WHO's COVID-19 deaths report | Methodology of data collection questionable, says Pakistan

Official records state Pakistan had 30,369 COVID-19 deaths with over 1.5 million infections

May 07, 2022 05:46 pm | Updated 07:14 pm IST - Islamabad

Men wearing protective masks walk in a market, as the coronavirus outbreak continues, in Karachi, Pakistan.

Men wearing protective masks walk in a market, as the coronavirus outbreak continues, in Karachi, Pakistan. | Photo Credit: Reuters

The Pakistani Government has rejected the World Health Organisation’s (WHO) report on the number of COVID-19 deaths in the country, questioning the United Nations body’s methodology to collect data and supposing an error in the software used to collate the numbers.

In a recent report, the WHO estimated there were 2,60,000 COVID-19 deaths in Pakistan — eight times the official figure. Official records state Pakistan had 30,369 COVID-19 deaths with over 1.5 million infections.

“We [authorities] have been gathering data manually on COVID deaths, it could have a difference of a few hundred but it can’t be in hundreds of thousands. This is completely baseless,” Samaa News quoted Health Minister Abdul Qadir Patel as saying.

According to the report, nearly 15 million people were killed either by the coronavirus or by its impact on overwhelmed health systems in the past two years across the world, more than double the official death toll of six million. Most of the fatalities were in Southeast Asia, Europe and the Americas.

Minister Patel said the government has explained the calculation process to the WHO in a note rejecting the world health body’s numbers.

Mr. Patel said the methodology of data collection is questionable, adding that authorities in Pakistan collected the figures from hospitals, union councils, and graveyards.

He suspected “some error” in the data collection software used by the WHO which has been “showing figures in average”, according to the Samaa News report.

Responding to the WHO report, the Health Ministry said a reporting mechanism is in place whereby every COVID-19 related death is reported on a district level, which is then collated at a provincial level by the respective healthcare systems, and finally, a cumulative number is shared on a national level which is reported via official channels.

“The mortality audit carried out by the NCOC [National Command and Control Centre] critically looked at the graveyard data of big cities,” the Ministry stated.

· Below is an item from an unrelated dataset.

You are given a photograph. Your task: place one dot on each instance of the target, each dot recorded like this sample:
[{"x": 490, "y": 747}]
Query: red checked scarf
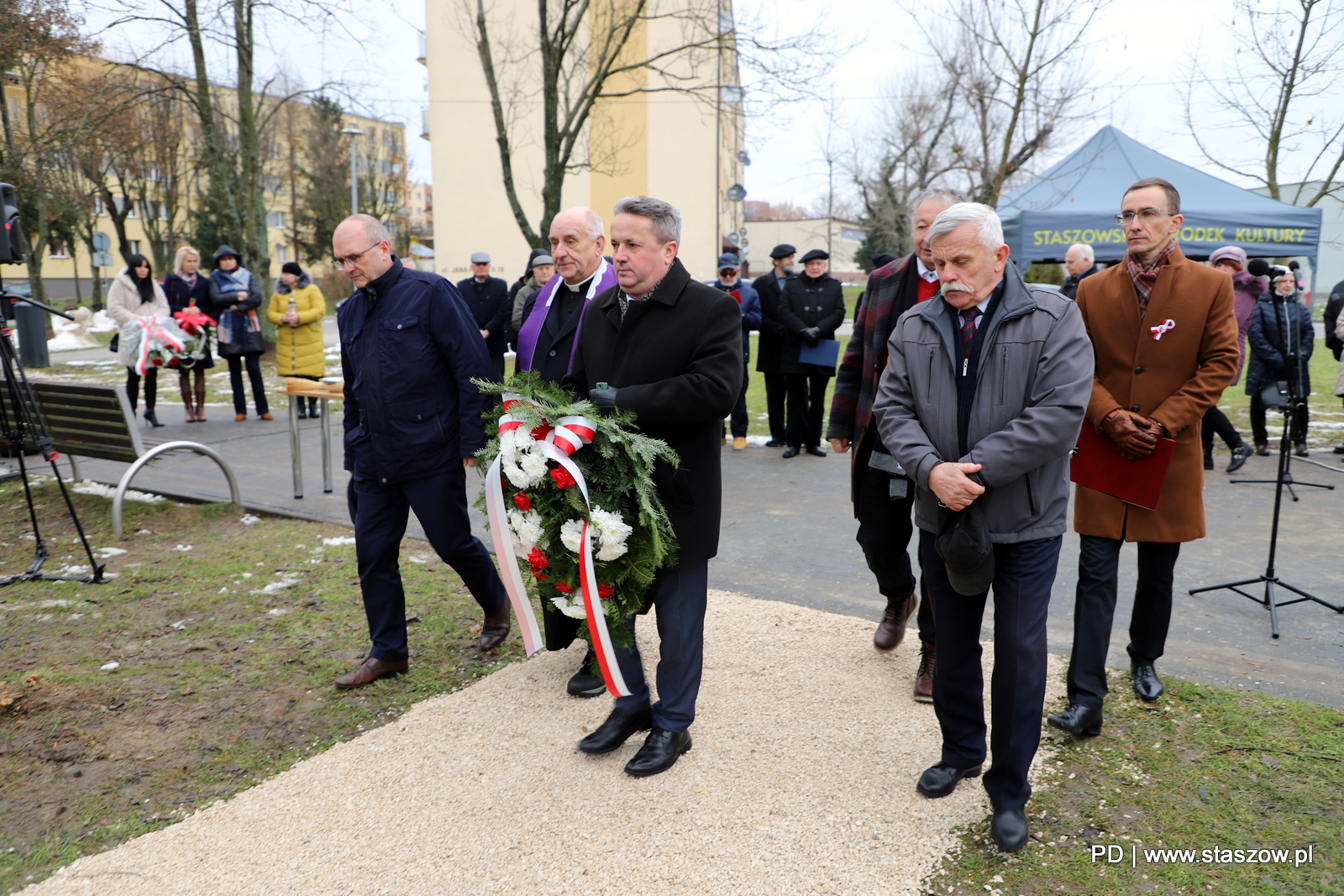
[{"x": 1147, "y": 277}]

The death count in Pakistan is verifiable and accepted globally. Multiple checks and balances on the reporting systems are in place and the extra deaths reported in graveyards coincide with the COVID-19 waves that hit Pakistan, it concluded.

Meanwhile, former Special Assistant to the then Prime Minister on health Faisal Sultan said the WHO data on coronavirus deaths in Pakistan is “not reliable”.

He defended the government’s death reports, saying that studies of the number of graveyard burials in major cities did not reveal large numbers of uncounted victims of the pandemic.

Mr. Sultan termed the figures “extremely sensitive” as it would reflect on the handling of the crisis by authorities around the world.

“Our coronavirus death record was accurate but it is not possible to have a 100% correct death toll, it could be 10-30% less but to say it was eight times less is unbelievable,” he said.